Under the Patient Protection and Affordable Care Act, 45.1 million women—including 20.4 million with private health insurance and 24.7 million women with Medicare—can receive recommended preventive services with no cost-sharing, new data released today by the Department of Health and Human Services shows.
More than one million young adult women have gained health insurance coverage because of the law and 13 million more women will gain coverage by 2016. Without the health care law, these women would remain uninsured, HHS Secretary Kathleen Sebelius claims.
“From increased health coverage to free preventive services and lower prescription drug costs, our mothers, grandmothers, daughters, friends and neighbors are already benefiting from this law and will continue to in the months and years to come,” Sebelius said in a news brief.
The law aims to provide women with important preventative health services such as mammograms, cervical cancer screenings and prenatal care at no cost. Beginning in August, many health plans must also cover—with no cost-sharing—recommended preventive services, such as well-woman visits, domestic violence screening and breastfeeding supplies.
Research released last week by the National Women’s Law Center show women are continuously charged more for health coverage simply because they are women, and individual market health plans often exclude coverage for services that only women need (ie: maternity coverage).
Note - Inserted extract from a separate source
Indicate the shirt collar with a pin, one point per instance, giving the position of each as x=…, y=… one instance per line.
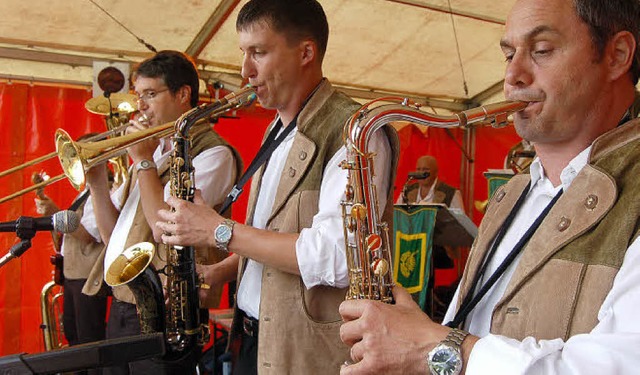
x=568, y=173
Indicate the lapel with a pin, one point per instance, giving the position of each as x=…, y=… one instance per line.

Sebelius and other administration officials have been promoting health reform throughout the country just before the Supreme Court begins to hear oral arguments regarding the constitutionality of the law.
The HHS says roughly 8.7 million more women who buy coverage in the individual market will gain maternity benefits, beginning 2014, as a result of the health care law’s requirement for health insurance plans in that market to cover essential health benefits.
Plus, the department says, more than two million women in Medicare have saved $1.2 billion on the cost of prescription drugs in the “donut hole” coverage gap.